Starting point is 00:23:01 And it didn't work very well. One of the main reasons, it's not actually an operator. Like, so yeah, if you're, if you're wanting, you know, one of these AI agents to go use LinkedIn. One of the reasons it actually doesn't work very well is because the LinkedIn interface states, right? So what I was trying to do to have operator do is to go through my DMs, not reply to them, right, but just mark anything that's important because I don't know, 50% of what I get on LinkedIn is spam. And it's hard for me because I get obviously legitimate people like you all reaching out, right? Like if you all see a story that breaks, you know, when people are building new products

Starting point is 00:23:43 and, you know, they, you know, want open AI or sorry, they want everyday AI to cover them, right? I get a lot of important DMs, but it's hard for me to go through them all because I don't know. I have probably, I don't know. a couple thousand unread over the years. Right? So I was trying to train operator to go through and read them. And it did okay, but it was more of an interface bug because when you're doing this infinite scroll thing

Starting point is 00:24:06 on the LinkedIn inbox, one little pixel difference is all that takes. Right. So yeah, maybe I'll have to try out the new computer use agent from co-pilot studio. See if that does any better. All right. Let's keep it going.

Starting point is 00:24:23 Google just gave away. its most powerful AI for free to like 20 million people. So Google has announced that all US college students with a valid. .edu email address can now get a full year of free access to Gemini Advance. So this move is part of CEO Sundar Pachai's strategy to reach 500 million Gemini users by the end of 2025. So right now, eligible students can sign up for the Google One AI premium plan, which is normally $20 a month.

Starting point is 00:25:09 And that includes the advanced Gemini Pro models, unlimited deep research tool usage, VO2 video generator, notebook LM plus Gemini Live, as well as two terabytes of Google Drive storage. Yeah, if you are a college student and you have a valid.edu email address for a university here in the U.S., yet you are going to get a free year of Google's best AI offering.
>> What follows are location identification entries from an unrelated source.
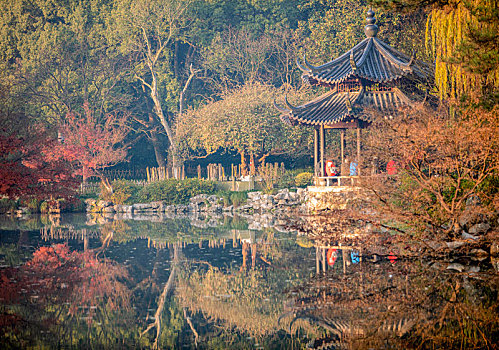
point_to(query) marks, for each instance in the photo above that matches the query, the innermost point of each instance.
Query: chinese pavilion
(371, 75)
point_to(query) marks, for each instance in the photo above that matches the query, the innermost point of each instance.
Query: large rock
(104, 204)
(479, 229)
(138, 207)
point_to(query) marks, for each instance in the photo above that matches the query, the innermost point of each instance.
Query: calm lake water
(215, 283)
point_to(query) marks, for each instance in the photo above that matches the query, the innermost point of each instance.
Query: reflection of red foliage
(55, 276)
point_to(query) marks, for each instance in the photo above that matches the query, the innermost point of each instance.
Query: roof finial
(371, 29)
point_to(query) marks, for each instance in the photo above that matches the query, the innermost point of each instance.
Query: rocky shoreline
(283, 201)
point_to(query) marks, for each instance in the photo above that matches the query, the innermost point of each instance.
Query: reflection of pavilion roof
(334, 107)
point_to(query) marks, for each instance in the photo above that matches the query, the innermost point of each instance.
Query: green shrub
(303, 179)
(287, 180)
(124, 192)
(175, 191)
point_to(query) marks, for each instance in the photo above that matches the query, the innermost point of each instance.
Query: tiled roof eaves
(326, 109)
(375, 61)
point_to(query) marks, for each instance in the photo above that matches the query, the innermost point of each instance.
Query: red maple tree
(92, 145)
(29, 168)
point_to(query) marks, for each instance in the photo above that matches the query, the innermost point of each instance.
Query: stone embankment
(283, 201)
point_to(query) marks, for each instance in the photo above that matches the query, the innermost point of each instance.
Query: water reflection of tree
(244, 298)
(402, 305)
(65, 298)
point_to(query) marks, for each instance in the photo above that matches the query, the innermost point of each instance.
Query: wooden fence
(269, 173)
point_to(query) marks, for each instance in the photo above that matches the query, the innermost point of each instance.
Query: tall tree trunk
(160, 159)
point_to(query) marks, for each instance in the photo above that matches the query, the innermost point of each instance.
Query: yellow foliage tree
(462, 37)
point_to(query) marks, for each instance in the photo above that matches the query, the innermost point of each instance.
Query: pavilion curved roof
(371, 59)
(334, 107)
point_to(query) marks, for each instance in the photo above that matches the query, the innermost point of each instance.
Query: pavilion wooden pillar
(342, 146)
(316, 151)
(322, 138)
(358, 151)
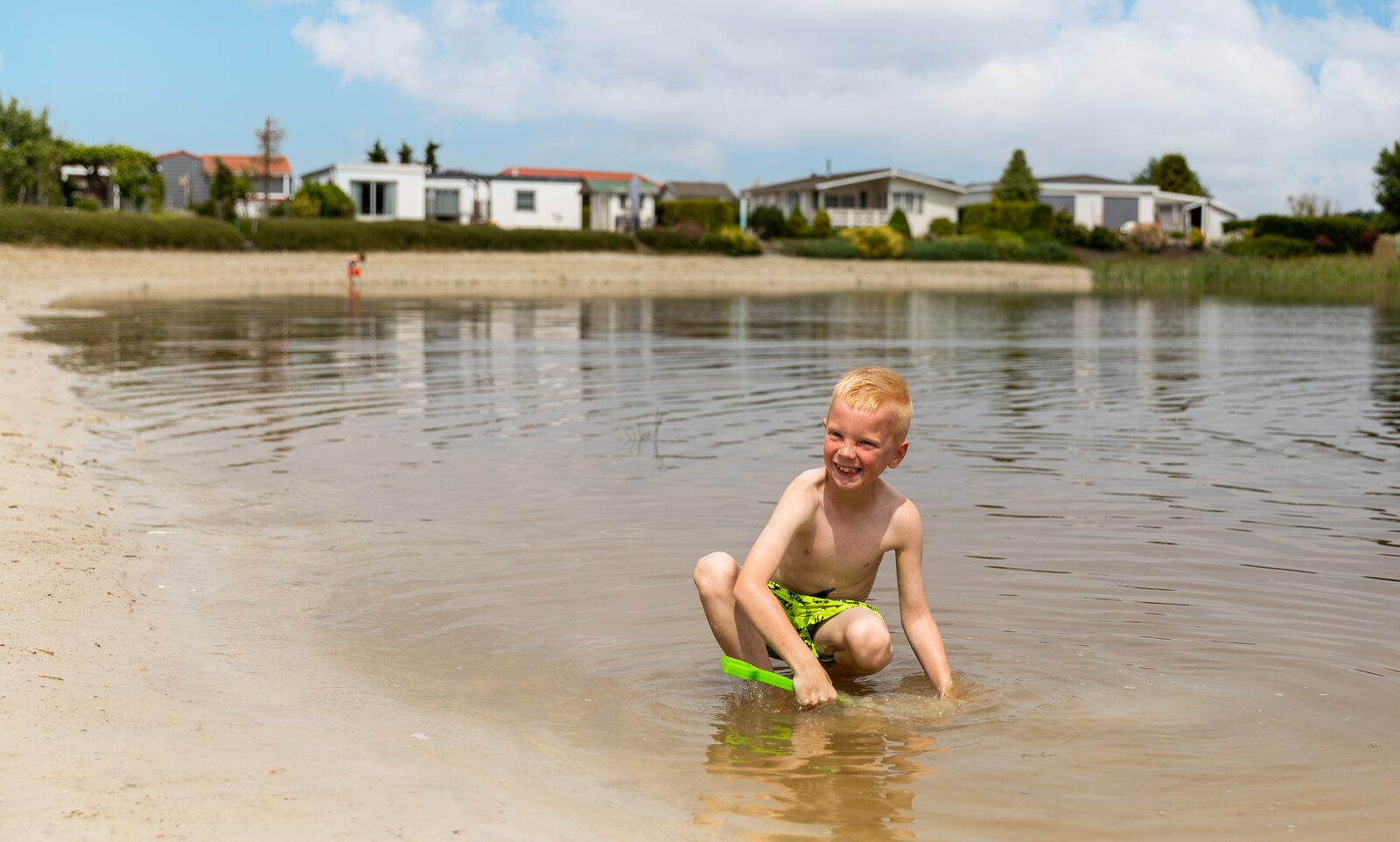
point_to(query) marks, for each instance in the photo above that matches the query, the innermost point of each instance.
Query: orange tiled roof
(585, 174)
(247, 165)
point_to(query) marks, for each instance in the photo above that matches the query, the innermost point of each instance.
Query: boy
(804, 583)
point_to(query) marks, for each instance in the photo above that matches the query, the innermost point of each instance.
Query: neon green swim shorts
(808, 613)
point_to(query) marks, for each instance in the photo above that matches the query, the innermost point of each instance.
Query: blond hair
(870, 389)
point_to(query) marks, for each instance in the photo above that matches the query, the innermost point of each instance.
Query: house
(410, 193)
(864, 198)
(1116, 205)
(606, 193)
(380, 191)
(188, 179)
(696, 189)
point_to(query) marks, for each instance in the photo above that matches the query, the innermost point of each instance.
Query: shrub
(710, 214)
(1005, 216)
(875, 242)
(1047, 251)
(828, 247)
(900, 223)
(1147, 237)
(1102, 238)
(1341, 230)
(1066, 230)
(321, 235)
(1367, 242)
(942, 228)
(767, 221)
(1271, 245)
(52, 226)
(797, 223)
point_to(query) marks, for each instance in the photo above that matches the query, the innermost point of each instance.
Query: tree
(30, 156)
(226, 189)
(900, 223)
(1172, 174)
(1388, 179)
(1017, 182)
(270, 144)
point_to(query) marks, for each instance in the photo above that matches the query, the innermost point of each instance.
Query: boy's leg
(858, 639)
(714, 578)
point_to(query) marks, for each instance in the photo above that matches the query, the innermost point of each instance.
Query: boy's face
(860, 445)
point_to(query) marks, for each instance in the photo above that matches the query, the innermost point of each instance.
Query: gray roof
(1080, 179)
(699, 189)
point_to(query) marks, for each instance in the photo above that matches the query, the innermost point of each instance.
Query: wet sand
(132, 718)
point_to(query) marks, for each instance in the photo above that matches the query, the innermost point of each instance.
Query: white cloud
(1264, 104)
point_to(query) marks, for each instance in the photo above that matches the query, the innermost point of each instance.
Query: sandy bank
(510, 275)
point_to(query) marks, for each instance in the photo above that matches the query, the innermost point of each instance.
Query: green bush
(767, 221)
(826, 249)
(1005, 216)
(710, 214)
(1341, 230)
(1271, 245)
(51, 226)
(797, 223)
(1102, 238)
(322, 235)
(875, 242)
(900, 223)
(942, 228)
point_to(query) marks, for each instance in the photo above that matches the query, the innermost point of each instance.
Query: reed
(1343, 279)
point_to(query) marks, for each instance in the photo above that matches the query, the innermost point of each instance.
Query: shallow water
(1164, 541)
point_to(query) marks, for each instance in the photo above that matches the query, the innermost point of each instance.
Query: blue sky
(1266, 100)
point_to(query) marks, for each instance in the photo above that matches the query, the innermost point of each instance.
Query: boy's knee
(716, 572)
(870, 645)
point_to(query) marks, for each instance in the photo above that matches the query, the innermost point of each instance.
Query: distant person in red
(354, 275)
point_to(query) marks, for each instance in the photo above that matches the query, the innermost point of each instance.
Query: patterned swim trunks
(808, 613)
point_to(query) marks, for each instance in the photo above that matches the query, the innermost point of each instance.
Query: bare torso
(837, 550)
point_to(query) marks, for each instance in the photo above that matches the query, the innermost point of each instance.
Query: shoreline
(125, 716)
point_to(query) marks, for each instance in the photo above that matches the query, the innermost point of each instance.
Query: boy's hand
(812, 688)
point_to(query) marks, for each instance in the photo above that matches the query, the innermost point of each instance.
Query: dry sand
(130, 718)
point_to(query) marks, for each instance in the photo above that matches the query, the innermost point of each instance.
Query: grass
(1341, 279)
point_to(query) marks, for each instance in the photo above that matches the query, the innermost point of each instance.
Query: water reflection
(844, 775)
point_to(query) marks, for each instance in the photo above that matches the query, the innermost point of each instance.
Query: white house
(865, 198)
(380, 191)
(1096, 200)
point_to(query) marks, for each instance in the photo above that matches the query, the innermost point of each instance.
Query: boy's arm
(794, 509)
(914, 604)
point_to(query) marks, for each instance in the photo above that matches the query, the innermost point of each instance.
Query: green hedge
(710, 214)
(826, 249)
(52, 226)
(1271, 245)
(326, 235)
(1341, 230)
(1005, 216)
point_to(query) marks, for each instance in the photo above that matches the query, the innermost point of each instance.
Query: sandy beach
(121, 723)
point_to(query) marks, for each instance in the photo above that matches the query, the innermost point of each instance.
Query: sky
(1266, 100)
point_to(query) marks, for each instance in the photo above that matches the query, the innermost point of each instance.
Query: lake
(1162, 541)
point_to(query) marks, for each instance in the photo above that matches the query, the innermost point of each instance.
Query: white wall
(557, 203)
(410, 179)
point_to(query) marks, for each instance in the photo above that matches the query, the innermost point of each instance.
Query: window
(909, 202)
(373, 198)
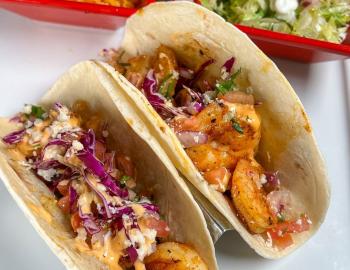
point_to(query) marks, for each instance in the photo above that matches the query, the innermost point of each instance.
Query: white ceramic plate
(33, 55)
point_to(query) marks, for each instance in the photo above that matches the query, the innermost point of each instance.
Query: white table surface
(34, 54)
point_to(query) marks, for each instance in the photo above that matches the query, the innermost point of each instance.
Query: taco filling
(217, 122)
(96, 187)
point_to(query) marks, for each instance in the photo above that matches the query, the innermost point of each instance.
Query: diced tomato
(219, 178)
(239, 97)
(280, 240)
(100, 150)
(63, 204)
(159, 225)
(76, 221)
(296, 226)
(124, 163)
(63, 187)
(185, 124)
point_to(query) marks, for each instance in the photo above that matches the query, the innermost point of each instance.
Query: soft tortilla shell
(89, 82)
(288, 144)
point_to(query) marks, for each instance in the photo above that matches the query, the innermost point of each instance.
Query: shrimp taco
(228, 120)
(98, 194)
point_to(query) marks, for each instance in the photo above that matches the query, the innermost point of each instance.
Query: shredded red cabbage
(96, 167)
(88, 140)
(199, 72)
(14, 137)
(273, 182)
(157, 100)
(191, 138)
(89, 223)
(47, 164)
(73, 197)
(150, 207)
(132, 253)
(105, 203)
(229, 64)
(186, 73)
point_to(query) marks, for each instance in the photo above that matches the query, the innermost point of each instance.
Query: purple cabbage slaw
(14, 137)
(187, 80)
(95, 168)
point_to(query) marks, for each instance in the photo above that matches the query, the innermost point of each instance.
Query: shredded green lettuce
(324, 19)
So the offer is immediately available in runs until June 30th. So yeah, you do have to sign up by this June 30th, but the free access actually lasts through this spring semester of 2026. So yeah, if you sign up as an example, today, you could get up to like, what is that?

Starting point is 00:26:01 Like 14 or 14 months of free Google Gemini. So that's, you know, almost $400 of free value. So Google's definition, though, of student is broad. So it says anyone with a dot edu email address qualifies, even if they are not currently enrolled in classes. So this strategy could obviously help students and recent graduates. So, you know, students are preparing for finals right now. There you go. You can prepare with Notebook LM Plus, which I would highly encourage you to do, my gosh,

Starting point is 00:26:37 as well as recent graduates, right? If you're looking to land a job, you know, some great tools inside Google's, Jev and I that can help you do that. For Google, though, the promotion represents a very calculated effort to build user loyalty among younger adults and future professionals, even at the cost of short-term revenue. You know what? This is where it's like, again, one of those things, I don't want to be anthropic, right? Because Open AI has said that they're losing money on their, on their more premium tiers, such as the $200 a month pro tier, right? It's been widely reported that Open AI is losing

Starting point is 00:27:21 billions of dollars a year. Here we go. Now, Google following suit, just being like, we don't really care about short-term revenue. We care about users, right? So I think it's an extremely smart move from Google. And this follows after OpenAI essentially announced two months of free access to its chat GPT plus $20 a month plan to students. So Google essentially said, yeah, Open AI, we'll see that two months and will raise you an entire year. So yes, this is a race for users. It's a race for eyeballs. And again, I don't want to be anthropic in this one. Speaking of Anthropic, ah, finally, they up their relevancy just a little bit. All right. So Anthropic has rolled out Google workspace integration for its Claude AI chatbot,

Starting point is 00:28:15 letting users pull information directly from Gmail, docs, calendar, uh, according to the company. So the integration is available to all paid Anthropsych Claude users. However, if you are on a team or enterprise plan, administrators must first enable access before individual users can connect their Google, Gmail, docs, or calendar accounts. So, yeah, I'm curious, has anyone tried this? I have.

Starting point is 00:28:47 I have some mixed thoughts on it. But one other new update here from Claude, they did start rolling out their new research tool, which automatically searches the web and workplace documents to answer questions. But right now, that is only available on that super pricey either Max plan, which is $100 or $200 a month or team or enterprise plants in select countries. So when it comes to the new research tool, which is very similar to all these other deep research tools that we have from OpenAI, we have them from Google, Perplexity, GROC, everyone else. So again, you know, Claude here a little late to the party, but the difference is it can also look at your workspace information as well when pulling these deep research reports together, or as they call it, just their new research. tools. So I did test this out. I tested out the Gmail integration because that's something that I think is unique.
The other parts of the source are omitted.